It’s been one year since the first legal cannabis retail store opened its doors in Canada. To provide an overview of the first year of legal cannabis, Statistics Canada has released a paper describing recent trends in the retail cannabis sector, highlighting the role that accessibility, online sales and wholesaler retail sales have played in the evolution of the cannabis market to date.
Upon legalization, each province and territory established its own unique regulatory framework to manage the distribution and sale of non-medical cannabis within their jurisdiction. As a result, each province and territory adopted either a government-run retail model, a privately-run model, or a hybrid of the two, engaging in cannabis retail through both brick-and-mortar and online stores.
The retail non-medical cannabis market has certainly grown over the past year, with each province/territory initially having only a handful of physical storefronts and eventually expanding to more than 400 brick-and-mortar stores and registering $908 million in online and retail store sales nationwide.
Early on, many provinces and territories placed caps on the number of retail store licences issued in an attempt to gain an understanding of consumer demand and waiting for cannabis supply to stabilize.
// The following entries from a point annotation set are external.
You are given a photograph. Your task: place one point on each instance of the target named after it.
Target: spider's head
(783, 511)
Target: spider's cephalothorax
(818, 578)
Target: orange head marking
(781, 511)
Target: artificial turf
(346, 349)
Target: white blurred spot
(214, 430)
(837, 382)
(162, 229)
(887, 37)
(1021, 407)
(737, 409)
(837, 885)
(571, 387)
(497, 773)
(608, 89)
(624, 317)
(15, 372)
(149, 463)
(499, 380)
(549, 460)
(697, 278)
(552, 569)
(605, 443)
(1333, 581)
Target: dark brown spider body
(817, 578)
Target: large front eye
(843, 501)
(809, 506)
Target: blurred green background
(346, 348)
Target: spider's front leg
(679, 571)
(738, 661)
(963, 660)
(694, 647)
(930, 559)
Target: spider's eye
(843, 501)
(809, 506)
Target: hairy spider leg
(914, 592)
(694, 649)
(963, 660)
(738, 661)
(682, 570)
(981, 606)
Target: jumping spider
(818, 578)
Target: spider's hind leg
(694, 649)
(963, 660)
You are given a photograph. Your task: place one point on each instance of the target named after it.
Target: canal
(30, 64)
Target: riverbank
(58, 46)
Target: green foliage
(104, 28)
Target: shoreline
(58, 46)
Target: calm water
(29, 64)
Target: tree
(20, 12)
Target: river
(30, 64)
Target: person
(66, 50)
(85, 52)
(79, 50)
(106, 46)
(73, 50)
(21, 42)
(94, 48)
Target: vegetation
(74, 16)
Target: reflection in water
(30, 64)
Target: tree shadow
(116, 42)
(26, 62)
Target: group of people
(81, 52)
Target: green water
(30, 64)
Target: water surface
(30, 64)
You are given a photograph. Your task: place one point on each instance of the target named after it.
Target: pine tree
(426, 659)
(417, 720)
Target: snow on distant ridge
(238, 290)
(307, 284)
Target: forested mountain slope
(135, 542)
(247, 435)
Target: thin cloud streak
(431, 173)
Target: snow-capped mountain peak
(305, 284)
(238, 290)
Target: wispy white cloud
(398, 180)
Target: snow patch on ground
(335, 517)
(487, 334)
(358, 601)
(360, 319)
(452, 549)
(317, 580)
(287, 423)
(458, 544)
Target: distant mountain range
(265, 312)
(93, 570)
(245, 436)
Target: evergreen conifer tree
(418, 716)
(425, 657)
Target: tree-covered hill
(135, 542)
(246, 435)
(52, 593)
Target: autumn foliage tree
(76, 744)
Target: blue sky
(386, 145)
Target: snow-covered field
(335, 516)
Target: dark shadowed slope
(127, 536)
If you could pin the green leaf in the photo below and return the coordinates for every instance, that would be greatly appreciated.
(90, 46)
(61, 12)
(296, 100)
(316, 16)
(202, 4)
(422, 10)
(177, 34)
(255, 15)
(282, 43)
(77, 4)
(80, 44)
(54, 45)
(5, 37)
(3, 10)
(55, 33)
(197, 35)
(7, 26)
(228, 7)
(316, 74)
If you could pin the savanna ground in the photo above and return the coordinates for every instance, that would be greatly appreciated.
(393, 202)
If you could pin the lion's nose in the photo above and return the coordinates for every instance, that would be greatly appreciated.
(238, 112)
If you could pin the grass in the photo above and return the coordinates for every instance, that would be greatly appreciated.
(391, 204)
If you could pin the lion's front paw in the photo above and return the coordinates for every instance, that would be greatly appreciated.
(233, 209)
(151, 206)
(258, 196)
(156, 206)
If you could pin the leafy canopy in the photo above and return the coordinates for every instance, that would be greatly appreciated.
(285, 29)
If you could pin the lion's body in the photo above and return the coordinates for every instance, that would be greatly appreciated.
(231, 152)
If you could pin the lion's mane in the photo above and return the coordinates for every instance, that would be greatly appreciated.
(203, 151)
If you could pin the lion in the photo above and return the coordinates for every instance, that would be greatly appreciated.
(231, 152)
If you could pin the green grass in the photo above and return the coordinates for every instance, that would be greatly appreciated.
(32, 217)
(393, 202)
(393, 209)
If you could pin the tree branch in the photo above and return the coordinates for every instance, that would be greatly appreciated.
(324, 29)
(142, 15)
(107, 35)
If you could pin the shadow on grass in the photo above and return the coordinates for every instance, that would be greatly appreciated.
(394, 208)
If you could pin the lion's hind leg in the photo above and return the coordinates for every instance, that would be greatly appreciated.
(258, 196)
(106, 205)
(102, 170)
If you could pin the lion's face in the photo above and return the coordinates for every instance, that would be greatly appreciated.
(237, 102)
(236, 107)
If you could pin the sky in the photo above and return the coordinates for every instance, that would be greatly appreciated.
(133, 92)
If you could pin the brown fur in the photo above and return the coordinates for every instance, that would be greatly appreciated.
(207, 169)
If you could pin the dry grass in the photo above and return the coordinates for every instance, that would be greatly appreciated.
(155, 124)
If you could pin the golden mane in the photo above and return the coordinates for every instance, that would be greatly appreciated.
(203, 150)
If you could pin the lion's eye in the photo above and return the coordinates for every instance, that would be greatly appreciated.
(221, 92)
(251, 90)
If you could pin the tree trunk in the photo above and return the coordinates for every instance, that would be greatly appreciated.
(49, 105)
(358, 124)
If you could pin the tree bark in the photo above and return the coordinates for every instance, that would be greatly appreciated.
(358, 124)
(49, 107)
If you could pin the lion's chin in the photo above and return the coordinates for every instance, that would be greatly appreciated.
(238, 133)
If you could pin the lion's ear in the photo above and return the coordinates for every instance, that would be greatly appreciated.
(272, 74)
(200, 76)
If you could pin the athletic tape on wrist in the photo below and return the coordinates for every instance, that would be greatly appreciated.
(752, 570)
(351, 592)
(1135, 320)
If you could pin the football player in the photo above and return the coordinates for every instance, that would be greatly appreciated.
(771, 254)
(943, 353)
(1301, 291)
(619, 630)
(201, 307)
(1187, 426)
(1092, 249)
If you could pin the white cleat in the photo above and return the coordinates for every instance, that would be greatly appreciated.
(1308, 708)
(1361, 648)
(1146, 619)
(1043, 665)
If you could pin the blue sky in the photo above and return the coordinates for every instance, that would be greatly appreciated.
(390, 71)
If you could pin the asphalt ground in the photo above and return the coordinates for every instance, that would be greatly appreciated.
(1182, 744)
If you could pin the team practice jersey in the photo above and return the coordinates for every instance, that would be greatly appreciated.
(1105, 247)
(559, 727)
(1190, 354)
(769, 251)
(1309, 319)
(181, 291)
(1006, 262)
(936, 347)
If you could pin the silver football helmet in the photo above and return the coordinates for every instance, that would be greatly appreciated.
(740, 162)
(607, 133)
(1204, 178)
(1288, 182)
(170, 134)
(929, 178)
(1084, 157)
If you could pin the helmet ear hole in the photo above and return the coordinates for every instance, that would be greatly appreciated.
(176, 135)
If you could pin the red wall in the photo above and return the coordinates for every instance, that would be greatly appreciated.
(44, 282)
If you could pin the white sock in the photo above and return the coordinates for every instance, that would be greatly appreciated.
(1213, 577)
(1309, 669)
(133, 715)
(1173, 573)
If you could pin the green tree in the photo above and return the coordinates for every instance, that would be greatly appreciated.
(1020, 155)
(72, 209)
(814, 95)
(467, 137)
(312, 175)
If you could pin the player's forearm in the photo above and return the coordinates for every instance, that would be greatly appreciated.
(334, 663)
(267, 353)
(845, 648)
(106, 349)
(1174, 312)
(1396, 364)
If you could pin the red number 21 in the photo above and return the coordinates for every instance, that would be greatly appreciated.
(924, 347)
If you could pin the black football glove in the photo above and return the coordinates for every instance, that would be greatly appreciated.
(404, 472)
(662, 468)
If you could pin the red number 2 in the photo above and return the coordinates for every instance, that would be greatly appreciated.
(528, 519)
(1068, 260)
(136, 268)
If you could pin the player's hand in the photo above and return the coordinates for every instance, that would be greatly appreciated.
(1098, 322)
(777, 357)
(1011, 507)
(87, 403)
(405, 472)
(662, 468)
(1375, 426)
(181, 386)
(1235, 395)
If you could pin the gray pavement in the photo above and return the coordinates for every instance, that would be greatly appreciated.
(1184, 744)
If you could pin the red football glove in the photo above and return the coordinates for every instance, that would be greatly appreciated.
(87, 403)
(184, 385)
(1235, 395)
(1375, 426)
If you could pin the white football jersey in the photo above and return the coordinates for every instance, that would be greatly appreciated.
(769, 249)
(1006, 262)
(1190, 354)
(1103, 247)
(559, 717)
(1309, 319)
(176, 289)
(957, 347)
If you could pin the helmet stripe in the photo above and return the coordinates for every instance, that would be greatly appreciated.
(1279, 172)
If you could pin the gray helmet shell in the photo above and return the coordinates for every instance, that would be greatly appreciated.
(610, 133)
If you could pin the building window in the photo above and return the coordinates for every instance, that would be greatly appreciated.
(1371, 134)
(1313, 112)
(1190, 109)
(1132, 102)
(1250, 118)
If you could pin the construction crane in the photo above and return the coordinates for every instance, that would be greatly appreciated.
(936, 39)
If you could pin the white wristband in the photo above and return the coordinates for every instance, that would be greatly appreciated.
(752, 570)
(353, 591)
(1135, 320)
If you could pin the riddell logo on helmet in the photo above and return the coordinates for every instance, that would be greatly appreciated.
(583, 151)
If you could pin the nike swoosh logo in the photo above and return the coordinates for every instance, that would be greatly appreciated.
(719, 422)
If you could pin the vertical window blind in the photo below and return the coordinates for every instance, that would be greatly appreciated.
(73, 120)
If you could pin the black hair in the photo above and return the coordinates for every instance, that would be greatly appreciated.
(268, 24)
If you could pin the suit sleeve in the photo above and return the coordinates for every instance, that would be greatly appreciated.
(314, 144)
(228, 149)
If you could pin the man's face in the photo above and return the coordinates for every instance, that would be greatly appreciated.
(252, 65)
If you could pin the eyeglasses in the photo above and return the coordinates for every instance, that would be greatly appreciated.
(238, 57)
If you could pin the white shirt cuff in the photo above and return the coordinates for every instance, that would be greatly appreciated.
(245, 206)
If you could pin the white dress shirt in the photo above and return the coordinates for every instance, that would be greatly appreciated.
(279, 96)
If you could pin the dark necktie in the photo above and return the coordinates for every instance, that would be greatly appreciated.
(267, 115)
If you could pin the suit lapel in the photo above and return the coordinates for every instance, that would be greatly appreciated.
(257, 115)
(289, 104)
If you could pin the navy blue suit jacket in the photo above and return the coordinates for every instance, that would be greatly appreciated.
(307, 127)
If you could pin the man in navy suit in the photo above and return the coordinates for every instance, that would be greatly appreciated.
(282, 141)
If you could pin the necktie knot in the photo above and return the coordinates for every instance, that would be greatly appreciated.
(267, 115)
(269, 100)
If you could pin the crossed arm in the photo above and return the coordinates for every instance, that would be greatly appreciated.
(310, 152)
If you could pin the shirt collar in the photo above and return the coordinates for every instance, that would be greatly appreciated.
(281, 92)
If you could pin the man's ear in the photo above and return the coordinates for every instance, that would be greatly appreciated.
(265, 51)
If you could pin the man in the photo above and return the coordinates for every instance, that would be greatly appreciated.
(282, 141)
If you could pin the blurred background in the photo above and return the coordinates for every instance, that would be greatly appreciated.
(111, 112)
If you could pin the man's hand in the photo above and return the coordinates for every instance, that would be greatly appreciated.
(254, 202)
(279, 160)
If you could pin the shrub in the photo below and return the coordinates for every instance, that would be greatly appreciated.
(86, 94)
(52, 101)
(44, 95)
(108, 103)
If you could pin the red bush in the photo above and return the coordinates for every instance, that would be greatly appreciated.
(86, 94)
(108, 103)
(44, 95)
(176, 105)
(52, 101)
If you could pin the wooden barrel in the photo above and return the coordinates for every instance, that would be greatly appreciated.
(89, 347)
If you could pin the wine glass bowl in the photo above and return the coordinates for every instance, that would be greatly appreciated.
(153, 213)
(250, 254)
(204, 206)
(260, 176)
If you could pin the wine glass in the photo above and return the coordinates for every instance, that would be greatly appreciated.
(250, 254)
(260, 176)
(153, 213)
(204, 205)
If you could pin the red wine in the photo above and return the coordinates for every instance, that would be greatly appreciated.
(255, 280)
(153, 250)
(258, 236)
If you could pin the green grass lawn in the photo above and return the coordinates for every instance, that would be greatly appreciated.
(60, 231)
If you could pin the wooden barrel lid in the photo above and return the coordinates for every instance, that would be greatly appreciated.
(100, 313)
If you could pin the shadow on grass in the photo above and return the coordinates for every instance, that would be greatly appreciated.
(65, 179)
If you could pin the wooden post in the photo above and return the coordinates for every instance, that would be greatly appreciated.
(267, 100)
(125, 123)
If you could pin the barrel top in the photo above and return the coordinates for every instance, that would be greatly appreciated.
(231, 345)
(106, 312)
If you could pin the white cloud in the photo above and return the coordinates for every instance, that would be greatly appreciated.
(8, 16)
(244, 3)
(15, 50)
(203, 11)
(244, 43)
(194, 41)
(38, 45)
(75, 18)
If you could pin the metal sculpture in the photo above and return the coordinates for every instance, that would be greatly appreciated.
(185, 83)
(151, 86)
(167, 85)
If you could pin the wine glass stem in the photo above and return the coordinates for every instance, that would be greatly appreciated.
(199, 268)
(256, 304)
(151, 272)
Throughout the year, as the industry established itself and the market developed, Canadians’ access to cannabis retailers increased. While online cannabis retail ensured access to all Canadians regardless of proximity to a physical store, accessibility continues to improve as more stores open across the country.
Cannabis is available through online retail in every province and territory, with only Manitoba and Saskatchewan allowing online sales via the private retail model. The majority of private and hybrid retail models are in Western Canada, and Nunavut is the only jurisdiction without a physical retail store. The total number of cannabis retail stores in Canada rose from 217 in March 2019 to 407 in July 2019, an increase of 88%.
Cannabis retailers in Ontario sold the most cannabis of any province in the first year following legalization, despite there being only one online store and 24 brick-and-mortar stores in operation for most of that period. In contrast, in British Columbia – one of the four most populous provinces – reported relatively low total sales at cannabis stores and the lowest sales per capita values in the country at just $10 during the same period. Conversely the Yukon, one of the least populated regions in the country, reported the highest per capita sales at $103, with Prince Edward Island and Nova Scotia observing the next highest values at $97 and $68 average sales per person respectively.
A variety of factors, including Canadian’s access to cannabis stores, contribute to the differences between regions in total and per capita cannabis store sales. Some factors which effected access to cannabis in a given region included:
- the administrative and operational steps required to establish a cannabis retail store (which may affect the pace at which new outlets are able to open for business);
- the immediate or staggered entry of retail operations over the course of the year;
- competition from illegal markets;
- the density and distribution of the population and of stores in a given region;
- demographic and income factors;
- disruptions in the supply chain;
- differences in the regulatory approaches pursued by the regional governments.
While the first few months of legalization were characterized by a supply shortage, the production ramp-up in the latter half of 2019 has now created the opposite problem: oversupply. As a result, on December 12, 2019, the Ontario government announced its move to open the market for retail cannabis stores, beginning January 2020, which will lead to a sharp growth in the number of retail stores across Canada’s most populous province.